In December 2008, IAMI was created with a mission to improve patient care by accelerating new drug therapies and medical devices to patients.
IAMI took this opportunity to focus on reformulating and repurposing approved drugs. This created rich collaboration across the University of Kansas campus, the Kansas City community and the nation.
Creating a fast track to new treatment is the pathway the Institute is developing within the motivational need to help people and improve patient care.
Children: New drug therapies
- Acute lymphoblastic leukemia (ALL) is a type of leukemia most common in children. The Institute leaders and clinicians from Children's Mercy Hospital in Kansas City have collaborated to open a pediatric clinical trial for ALL remission patients. Through this partnership, the Institute leaders reformulated a new drug therapy for children that clinicians at Children's Mercy Hospital were seeking to treat their young patients.
- The Institute also reformulated Hydroxyurea, a chemotherapy agent used for many years to treat people with certain cancers for use in treating children with sickle-cell disease, most often presented in children. The Institute in collaboration with the Institute for Pediatric Innovation has reformulated Enalapril, an ACE inhibitor, into a drug therapy for children.
"What motivates us (the Institute) is not to develop the next big blockbuster drug but to apply our expertise to these problems and help children," Scott Weir, IAMI director.
Adult: New drug therapies
- Acute myeloid leukemia (AML), present in adults, is the most common acute leukemia.
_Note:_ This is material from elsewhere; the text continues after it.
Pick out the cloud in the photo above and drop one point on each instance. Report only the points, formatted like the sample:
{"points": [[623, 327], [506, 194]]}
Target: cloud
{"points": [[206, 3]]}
The Institute provided services to repurpose an antifungal; drug, Ciclopirox, as a new option to cancer patients in clinical trials. Leukemia & Lymphoma Society (LLS) and the Ontario Cancer Institute were partners in this effort and continue to collaborate with IAMI. Additionally, Tigecycline, an antibiotic, has also been repurposed for AML patients and is in clinical trials. LLS and the Ontario Cancer Institute are partners for Tigecycline as well.
- The Learning Collaborative (TLC) project, is a partnership with the National Institutes of Health and the Leukemia & Lymphoma Society and is serving as a national model for academic, government and non-profit collaboration. Thus far, the partnership has advanced auranofin, an off-patent drug approved fro the treatment of rheumatoid arthritis, to clinical evaluation for the treatment of chronic lymphocytic leukemia (CLL). CLL is the most common type of leukemia.
- And lastly, Melphalan was licensed to a Kansas startup, Cydex. Cydex applied platform drug delivery technology that was licensed from KU to address formulation shortcomings of the marketed formulation. Melphalan is designed to deliver a new treatment for multiple myeloma adult patients.